First stop was at Jade City is a roadside community selling Jade products from the nearby mountains. This “spot on the road” and the region around Jade City is rich with a jade precursor called sereninite, greenstone jade look-a-like, and home to 92% of the world’s nephrite jade. As of 2015 ,Jade City’s population was about 30 people. The Cassiar Mountain Jade Store offers free RV parking, free coffee and free wifi and they also sell many jade products made from nearby formations. A reality TV series documented the mining efforts of the Cassiar Mountain Jade Store, and the Bunce family. They mine thehard rock deposits and placer deposits left by glaciers. Claudia Bunce’s father, Steve Simonovic started mining the area in 1985 and the Bunce family has continued mining the area for jade since.

It was an interesting shop with many fine jade collectables inside the shop and some very interesting old vehicles and equipment on the outside. Next to the parking lot was also a large saw they would demonstrate how the rock was cut and processed for later art work.

There are many sites to see along this beautiful road with a few being  the Dease River, Dease Lake that provides all visitor services; lodging, dining, grocery store, and fuel, Mount Edziza (a dormant volcano) and the Skeena and Cassiar Mountains, Willow and Rescue Creek Bridges which are 2 narrow wooden plank bridges along the Cassiar Highway, Iskut River overview, and Bell II Crossing, a metal grate bridge over the Bell-Irving River.
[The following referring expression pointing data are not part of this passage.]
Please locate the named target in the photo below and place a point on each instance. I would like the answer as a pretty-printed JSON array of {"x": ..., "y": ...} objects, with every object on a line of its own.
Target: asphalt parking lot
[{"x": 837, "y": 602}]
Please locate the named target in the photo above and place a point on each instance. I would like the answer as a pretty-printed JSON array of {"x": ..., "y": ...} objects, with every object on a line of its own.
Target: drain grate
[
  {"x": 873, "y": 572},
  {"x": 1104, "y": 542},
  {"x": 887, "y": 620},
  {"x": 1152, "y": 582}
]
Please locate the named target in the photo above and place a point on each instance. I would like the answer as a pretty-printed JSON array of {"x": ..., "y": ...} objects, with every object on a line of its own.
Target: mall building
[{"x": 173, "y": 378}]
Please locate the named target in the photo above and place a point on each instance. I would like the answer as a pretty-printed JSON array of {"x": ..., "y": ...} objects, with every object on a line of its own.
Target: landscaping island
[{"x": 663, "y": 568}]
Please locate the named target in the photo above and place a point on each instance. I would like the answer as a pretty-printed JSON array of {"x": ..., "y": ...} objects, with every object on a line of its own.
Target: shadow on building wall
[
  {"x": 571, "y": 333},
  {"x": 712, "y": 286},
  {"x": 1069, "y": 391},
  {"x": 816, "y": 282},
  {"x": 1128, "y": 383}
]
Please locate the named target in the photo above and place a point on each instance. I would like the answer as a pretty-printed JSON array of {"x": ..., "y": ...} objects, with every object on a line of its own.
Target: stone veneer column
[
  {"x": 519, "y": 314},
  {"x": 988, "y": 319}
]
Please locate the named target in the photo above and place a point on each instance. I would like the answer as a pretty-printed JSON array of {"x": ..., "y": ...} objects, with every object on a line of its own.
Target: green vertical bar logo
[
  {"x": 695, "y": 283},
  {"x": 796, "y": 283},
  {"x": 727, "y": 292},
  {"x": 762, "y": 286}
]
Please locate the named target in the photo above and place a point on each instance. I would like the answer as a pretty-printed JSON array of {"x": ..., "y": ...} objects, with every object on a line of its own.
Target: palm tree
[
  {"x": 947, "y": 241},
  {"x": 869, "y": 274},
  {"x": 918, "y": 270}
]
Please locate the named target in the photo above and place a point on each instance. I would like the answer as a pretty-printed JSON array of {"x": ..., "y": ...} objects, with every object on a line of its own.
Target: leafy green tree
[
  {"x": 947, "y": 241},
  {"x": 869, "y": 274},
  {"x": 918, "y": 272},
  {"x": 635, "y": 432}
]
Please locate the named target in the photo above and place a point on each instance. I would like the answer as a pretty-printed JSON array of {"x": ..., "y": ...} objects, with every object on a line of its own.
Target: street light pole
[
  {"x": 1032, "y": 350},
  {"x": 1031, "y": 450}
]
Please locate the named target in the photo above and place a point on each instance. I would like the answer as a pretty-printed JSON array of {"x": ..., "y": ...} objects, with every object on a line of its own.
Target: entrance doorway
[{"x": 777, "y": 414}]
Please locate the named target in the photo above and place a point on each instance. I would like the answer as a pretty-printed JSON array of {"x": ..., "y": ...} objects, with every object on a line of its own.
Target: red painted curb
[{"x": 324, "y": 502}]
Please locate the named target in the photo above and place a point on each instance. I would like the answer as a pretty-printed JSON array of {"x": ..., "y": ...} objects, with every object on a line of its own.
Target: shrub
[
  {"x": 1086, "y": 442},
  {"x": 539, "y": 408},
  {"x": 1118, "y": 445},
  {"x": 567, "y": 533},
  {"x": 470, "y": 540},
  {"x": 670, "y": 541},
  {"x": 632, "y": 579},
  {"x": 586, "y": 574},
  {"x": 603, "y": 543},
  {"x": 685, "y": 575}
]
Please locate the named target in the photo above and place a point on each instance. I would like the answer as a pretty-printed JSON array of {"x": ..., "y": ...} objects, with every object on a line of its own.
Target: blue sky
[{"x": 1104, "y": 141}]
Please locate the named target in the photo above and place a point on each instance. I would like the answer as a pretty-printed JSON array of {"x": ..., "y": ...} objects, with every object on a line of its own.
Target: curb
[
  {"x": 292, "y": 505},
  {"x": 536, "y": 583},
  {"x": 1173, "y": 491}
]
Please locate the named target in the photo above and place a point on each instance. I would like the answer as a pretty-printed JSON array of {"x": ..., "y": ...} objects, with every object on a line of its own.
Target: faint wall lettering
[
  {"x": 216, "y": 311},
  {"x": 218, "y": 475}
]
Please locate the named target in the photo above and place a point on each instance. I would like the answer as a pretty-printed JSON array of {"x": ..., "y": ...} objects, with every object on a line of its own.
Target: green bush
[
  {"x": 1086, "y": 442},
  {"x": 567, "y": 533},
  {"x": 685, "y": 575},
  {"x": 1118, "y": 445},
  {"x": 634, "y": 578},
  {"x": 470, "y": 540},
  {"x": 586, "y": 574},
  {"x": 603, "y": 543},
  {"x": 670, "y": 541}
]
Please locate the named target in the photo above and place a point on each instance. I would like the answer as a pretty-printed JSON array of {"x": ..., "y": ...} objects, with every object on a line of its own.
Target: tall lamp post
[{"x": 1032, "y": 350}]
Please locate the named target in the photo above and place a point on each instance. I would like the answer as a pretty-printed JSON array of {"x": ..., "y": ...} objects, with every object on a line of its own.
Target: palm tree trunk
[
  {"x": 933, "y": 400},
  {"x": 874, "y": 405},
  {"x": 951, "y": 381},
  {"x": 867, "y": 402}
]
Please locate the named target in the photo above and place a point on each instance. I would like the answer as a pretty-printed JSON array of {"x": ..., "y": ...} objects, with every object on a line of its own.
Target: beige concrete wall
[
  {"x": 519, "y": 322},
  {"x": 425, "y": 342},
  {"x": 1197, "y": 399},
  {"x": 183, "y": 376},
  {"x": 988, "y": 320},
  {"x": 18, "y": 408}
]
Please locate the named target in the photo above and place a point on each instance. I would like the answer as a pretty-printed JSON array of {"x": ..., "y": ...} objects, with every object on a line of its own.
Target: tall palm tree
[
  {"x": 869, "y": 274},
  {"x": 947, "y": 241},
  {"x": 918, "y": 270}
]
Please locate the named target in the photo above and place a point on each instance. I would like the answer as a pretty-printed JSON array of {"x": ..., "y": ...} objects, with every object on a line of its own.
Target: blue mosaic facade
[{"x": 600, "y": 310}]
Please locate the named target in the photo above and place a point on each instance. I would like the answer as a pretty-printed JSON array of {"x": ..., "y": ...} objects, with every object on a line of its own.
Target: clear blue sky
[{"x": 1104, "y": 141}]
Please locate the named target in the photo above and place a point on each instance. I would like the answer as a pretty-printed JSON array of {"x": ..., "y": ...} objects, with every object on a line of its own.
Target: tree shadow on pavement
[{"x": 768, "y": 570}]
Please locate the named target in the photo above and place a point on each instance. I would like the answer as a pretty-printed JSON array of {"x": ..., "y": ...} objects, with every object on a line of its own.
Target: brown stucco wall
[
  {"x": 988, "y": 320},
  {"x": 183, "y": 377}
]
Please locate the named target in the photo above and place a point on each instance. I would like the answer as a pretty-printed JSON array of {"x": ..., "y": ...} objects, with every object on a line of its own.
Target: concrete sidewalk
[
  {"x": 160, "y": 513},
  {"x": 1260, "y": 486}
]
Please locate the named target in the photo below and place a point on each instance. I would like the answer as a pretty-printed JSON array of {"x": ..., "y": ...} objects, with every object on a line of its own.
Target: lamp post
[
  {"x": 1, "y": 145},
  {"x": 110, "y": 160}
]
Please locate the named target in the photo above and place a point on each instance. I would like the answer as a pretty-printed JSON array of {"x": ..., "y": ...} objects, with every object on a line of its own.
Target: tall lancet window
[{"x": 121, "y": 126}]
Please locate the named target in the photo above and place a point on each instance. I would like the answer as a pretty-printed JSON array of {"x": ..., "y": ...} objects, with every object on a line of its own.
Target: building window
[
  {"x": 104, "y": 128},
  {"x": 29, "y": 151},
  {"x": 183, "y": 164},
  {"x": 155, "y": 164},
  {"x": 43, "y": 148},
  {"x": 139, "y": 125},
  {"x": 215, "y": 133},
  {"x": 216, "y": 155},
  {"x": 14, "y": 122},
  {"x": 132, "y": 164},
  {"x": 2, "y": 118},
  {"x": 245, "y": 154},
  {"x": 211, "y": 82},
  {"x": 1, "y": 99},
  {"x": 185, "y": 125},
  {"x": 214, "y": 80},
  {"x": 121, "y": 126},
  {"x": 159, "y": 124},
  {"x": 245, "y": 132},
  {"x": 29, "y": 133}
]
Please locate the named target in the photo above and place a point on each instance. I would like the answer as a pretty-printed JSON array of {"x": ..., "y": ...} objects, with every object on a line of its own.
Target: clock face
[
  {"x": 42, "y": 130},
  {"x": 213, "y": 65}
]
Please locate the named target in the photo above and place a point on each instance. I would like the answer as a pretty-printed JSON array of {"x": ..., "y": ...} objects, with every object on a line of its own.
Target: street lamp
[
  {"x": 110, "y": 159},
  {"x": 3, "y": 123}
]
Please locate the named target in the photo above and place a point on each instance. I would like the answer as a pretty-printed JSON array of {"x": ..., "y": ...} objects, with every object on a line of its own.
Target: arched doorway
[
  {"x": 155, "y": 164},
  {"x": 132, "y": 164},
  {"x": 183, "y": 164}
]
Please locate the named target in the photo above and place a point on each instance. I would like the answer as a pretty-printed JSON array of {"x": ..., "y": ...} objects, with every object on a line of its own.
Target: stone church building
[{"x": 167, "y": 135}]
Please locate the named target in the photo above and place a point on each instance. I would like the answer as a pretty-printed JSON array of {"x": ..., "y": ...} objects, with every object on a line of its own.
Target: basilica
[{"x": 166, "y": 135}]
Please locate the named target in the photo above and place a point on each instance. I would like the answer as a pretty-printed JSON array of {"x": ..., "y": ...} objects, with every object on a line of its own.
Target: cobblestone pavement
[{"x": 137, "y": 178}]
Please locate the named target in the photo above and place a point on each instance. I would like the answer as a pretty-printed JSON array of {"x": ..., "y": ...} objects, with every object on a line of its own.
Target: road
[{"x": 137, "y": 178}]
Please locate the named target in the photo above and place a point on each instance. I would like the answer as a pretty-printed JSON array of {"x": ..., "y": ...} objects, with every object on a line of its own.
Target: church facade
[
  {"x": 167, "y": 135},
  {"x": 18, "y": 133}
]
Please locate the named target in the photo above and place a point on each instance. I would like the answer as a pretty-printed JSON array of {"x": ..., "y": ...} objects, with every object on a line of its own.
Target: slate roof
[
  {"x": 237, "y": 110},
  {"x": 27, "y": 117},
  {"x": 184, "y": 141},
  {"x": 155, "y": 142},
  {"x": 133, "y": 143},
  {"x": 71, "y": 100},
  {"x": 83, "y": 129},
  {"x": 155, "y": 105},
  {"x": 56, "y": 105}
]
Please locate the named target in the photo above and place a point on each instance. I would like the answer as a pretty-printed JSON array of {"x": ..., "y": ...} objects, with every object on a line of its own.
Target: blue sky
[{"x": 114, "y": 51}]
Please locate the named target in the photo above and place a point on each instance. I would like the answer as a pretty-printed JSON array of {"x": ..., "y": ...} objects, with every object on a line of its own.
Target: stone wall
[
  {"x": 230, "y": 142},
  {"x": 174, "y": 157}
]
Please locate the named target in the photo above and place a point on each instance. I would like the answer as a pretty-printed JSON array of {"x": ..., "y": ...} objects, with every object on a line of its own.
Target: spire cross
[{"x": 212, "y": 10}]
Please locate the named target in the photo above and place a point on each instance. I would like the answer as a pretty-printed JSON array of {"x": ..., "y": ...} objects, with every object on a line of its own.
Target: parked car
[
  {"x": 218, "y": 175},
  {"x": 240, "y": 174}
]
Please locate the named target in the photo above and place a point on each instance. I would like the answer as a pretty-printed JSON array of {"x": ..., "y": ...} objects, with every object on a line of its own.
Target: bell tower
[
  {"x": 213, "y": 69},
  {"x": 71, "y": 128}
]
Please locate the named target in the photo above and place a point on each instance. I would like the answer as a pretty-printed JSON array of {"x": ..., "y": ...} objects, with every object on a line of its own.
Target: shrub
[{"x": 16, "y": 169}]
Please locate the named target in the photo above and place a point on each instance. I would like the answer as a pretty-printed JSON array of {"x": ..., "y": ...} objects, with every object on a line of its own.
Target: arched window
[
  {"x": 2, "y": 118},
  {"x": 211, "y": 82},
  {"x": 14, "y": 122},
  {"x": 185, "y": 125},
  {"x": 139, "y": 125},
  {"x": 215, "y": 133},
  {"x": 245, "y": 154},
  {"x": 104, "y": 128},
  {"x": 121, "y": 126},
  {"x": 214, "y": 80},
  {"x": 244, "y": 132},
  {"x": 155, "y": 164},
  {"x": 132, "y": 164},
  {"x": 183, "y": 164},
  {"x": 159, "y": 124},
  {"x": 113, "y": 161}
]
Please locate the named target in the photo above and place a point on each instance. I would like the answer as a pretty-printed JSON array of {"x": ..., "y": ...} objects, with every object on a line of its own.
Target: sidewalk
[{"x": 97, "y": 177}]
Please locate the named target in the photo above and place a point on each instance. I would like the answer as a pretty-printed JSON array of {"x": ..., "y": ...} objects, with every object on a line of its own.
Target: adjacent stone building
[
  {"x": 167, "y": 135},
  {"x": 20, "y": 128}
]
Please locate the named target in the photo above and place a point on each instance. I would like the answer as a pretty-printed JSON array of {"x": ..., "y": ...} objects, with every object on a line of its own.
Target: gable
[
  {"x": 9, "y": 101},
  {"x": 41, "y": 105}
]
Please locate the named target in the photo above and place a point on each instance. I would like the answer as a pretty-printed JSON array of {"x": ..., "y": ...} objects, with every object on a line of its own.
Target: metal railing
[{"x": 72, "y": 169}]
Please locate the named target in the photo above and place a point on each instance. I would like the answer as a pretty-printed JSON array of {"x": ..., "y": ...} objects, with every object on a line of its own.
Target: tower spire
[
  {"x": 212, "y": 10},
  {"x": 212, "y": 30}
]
Finally reaching Meziadin Junction which is the turnoff for Stewart-Hyder Access Road (Highway 37A) providing access to the towns of Stewart, BC, Canada and Hyder, Alaska. .  In the area you can visit the Bear and Salmon Glaciers.

338 miles (544 k) from Boya Lake, the camp for the night was at Bear River RV Park in Stewart, BC, Canada. A full service site with RV and tent areas, restrooms, showers and laundry facilities. Laundry was again needed as it had been a few days and this would be the last of these services needed on the adventure. A very quiet place with friendly staff and campers. Stewart is a small town of about 494 individuals located at the head of the Portland Canal in northwest British Columbia. Start is 2 mile (3 k) west of Hyder, Alaska.

Being late in the day it was off to find a nice dinner and it was recommended by a few travelers along the way to stop at a place in Hyder, Alaska named The Bus. The seafood sounded great although it was crowded and being that it was just a husband and wife establishment they were not taking any more orders that day. It was decided to eat at The Glacier Inn that provided good food but the taste buds were really geared up for a meal at The Bus.

If libertarians had an earthly paradise, it would probably be here in Hyder. Separated from American governments and bureaucracies by immense wilderness, Hyder has no property taxes or police, and citizens can carry firearms openly. Yet the village, wedged between two Canadian borders, has long relied on neighboring Stewart, British Columbia, for groceries, electricity and other services.

Heading back into Canada and the campsite, the evening was spent doing laundry showering and reorganizing the vehicle. Tomorrow it will be heading back into Alaska to see the Salmon Glacier and then retracing the route back to make the way south along Highway 37 to Highway 16 , The Yellowhead Highway and to Jasper National Park.